In the second pass, return to the marked questions with whatever time remains. At this stage you are not reading from scratch. You have already processed the question once. Many candidates find that answers surface more easily on the second reading simply because the initial anxiety has passed.
This structure ensures you never leave behind a question you knew just because you ran out of time chasing one you did not.
How Preparation Time Affects Exam Time
Candidates who practice timed mock tests before the exam consistently outperform those who do not, not because they know more, but because they have calibrated their internal pace. After five or six full mock tests, you develop an accurate sense of how long one minute per question actually feels under pressure.
Without that practice, exam day is the first time you discover your real pace. That discovery is expensive when it happens in an actual exam.
Subject-by-Subject Pacing
Not all sections of the CSS MCQ paper are equal in time cost.
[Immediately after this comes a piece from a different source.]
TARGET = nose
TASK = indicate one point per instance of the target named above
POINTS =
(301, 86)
Pakistan Affairs and Islamic Studies questions tend to be longer reads. General Knowledge and Everyday Science questions are typically shorter. Current Affairs questions can vary widely depending on the specific topic.
When you identify a slow section during mock tests, practice specifically on that section under timed conditions. The goal is not to rush those questions. It is to reduce the reading time through familiarity so the thinking time stays intact.
On exam day, keep a simple rule: if you cannot select an answer within ninety seconds, mark it and move. No single question is worth the compounding cost of getting behind.